Spongelike alginate nanoparticles as a new potential system for the delivery of antisense oligonucleotides.

The aim of this study was to design a new antisense oligonucleotide (ON) carrier system based on alginate nanoparticles and to investigate its ability to protect ON from degradation in the presence of serum. Pharmacokinetics and tissue distribution of ON-loaded nanoparticles have been determined after intravenous administration. An original and dynamic process for ON loading into polymeric nanoparticles has been applied. It is based on the diffusion of ON or ON/polylysine complex into the nanoparticle or the alginate gel, respectively. Indeed, the single coincubation of ON with nanoparticles led, within a few days, to an extremely efficient association. The diffusion kinetic of ON was shown to be dependent on several parameters, incubation temperature, ON concentration, presence or absence of polylysine, polylysine molecular weight, and nanoparticle preparation procedure. This new alginate-based system was found to be able to protect [33P]-radiolabeled ON from degradation in bovine serum medium and to modify their biodistribution, as an important accumulation of radioactivity was observed in the lungs, in the liver, and in the spleen after intravenous administration into mice. ON may be associated efficiently with calcium alginate in a colloidal state. Such nanosponges are promising carriers for specific delivery of ON to lungs, liver, and spleen.

Biodegradable polyalkylcyanoacrylate nanoparticles for the delivery of oligonucleotides.
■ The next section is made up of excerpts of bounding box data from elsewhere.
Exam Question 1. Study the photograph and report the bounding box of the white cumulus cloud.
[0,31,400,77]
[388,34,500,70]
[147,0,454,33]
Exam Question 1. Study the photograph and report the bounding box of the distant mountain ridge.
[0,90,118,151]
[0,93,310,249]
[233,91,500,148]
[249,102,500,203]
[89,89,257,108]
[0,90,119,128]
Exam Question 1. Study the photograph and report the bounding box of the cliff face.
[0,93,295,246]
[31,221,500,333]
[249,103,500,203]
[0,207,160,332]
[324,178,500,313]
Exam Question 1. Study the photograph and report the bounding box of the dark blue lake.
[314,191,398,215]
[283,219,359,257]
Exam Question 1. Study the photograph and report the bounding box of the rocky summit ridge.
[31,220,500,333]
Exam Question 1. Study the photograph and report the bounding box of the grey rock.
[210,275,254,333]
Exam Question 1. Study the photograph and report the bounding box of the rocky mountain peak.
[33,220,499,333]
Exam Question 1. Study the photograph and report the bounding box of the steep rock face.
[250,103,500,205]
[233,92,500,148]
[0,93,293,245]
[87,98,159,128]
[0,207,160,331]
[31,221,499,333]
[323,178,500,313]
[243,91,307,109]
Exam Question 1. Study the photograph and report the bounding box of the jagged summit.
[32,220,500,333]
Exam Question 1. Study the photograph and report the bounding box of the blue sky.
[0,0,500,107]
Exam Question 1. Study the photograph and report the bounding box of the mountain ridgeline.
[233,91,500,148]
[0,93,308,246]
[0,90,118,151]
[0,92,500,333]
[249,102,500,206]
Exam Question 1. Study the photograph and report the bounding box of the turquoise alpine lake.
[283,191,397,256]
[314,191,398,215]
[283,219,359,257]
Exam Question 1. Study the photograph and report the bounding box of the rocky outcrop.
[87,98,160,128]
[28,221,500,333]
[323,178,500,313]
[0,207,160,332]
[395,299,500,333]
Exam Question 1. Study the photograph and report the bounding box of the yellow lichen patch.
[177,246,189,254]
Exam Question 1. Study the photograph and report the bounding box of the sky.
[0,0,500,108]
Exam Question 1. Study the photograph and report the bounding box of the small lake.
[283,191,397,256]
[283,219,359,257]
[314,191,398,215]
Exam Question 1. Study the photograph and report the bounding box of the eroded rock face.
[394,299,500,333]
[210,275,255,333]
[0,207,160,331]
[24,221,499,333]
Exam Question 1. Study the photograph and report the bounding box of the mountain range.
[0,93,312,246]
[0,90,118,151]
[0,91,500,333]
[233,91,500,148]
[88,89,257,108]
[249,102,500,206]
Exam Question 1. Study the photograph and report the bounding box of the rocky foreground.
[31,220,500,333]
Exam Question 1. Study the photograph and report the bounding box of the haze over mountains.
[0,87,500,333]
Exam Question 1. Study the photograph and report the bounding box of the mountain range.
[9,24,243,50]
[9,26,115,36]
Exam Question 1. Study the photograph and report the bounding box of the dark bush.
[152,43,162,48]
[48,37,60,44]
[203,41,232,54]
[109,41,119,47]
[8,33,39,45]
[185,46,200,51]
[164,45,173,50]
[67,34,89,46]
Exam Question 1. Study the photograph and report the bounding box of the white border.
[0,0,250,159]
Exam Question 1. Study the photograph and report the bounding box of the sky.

Antisense oligonucleotides with base sequences complementary to a specific RNA can, after binding to intracellular mRNA, selectively modulate the expression of a gene. However, these molecules are poorly stable in biological fluids and are characterized by a low intracellular penetration. In view of using oligonucleotides as active molecules, the development of polymeric particulate carriers was considered. Oligonucleotides were associated with biodegradable polyalkylcyanoacrylate nanoparticles through the formation of ion pairs between the negatively charged oligonucleotides and hydrophobic cations. Oligonucleotides bound to these nanoparticles were found to be protected from nuclease attack in cell culture media and their cellular uptake was increased as the result of the capture of nanoparticles by an endocytotic/phagocytotic pathway. The in vivo pharmacokinetic profile of oligonucleotides free or associated with nanoparticles has been investigated after intravenous administration to mice and the stability of these molecules has been evaluated by original methodology based on the use of polyacrylamide gel electrophoresis (PAGE) followed by multichannel radioactivity counting. Stability in vivo in the plasma and in the liver was shown to be improved when the oligonucleotides were adsorbed onto the nanoparticles. These results obtained both in vitro and in vivo open exciting perspectives for the specific delivery of oligonucleotides to the liver, thus considering this approach for the treatment of liver diseases (e.g. liver metastasis or hepatitis).

Development of a quantitative polyacrylamide gel electrophoresis analysis using a multichannel radioactivity counter for the evaluation of oligonucleotide-bound drug carrier.

A quantitative polyacrylamide gel electrophoresis (PAGE) analysis using a multichannel radioactivity counter was designed for the evaluation of 33P-labeled antisense oligonucleotide associated with polymeric drug carrier (nanoparticles). The proposed analytical method was first validated. The criteria of specificity, linearity, reliability, detection and quantification limits, and resolution power were determined. Results were compared to those obtained using liquid scintillation counting of crude samples or after solubilization of gel slices. The proposed method gave a better linearity and reliability than liquid scintillation counting of solubilized gel slices. In comparison with the liquid scintillation counting of crude samples, the method presented the advantage of being able to directly separate oligonucleotides differing by only one nucleotide in length. This method was applied for the separation of free oligonucleotides and oligonucleotides bound onto nanoparticles, allowing quantification of the amount of free and bound oligonucleotides without any further separation steps. Thus, because it is easy and rapid, the quantitative PAGE analysis using a multichannel radioactivity counter offers interesting possibilities for the characterization of oligonucleotide nanoparticles.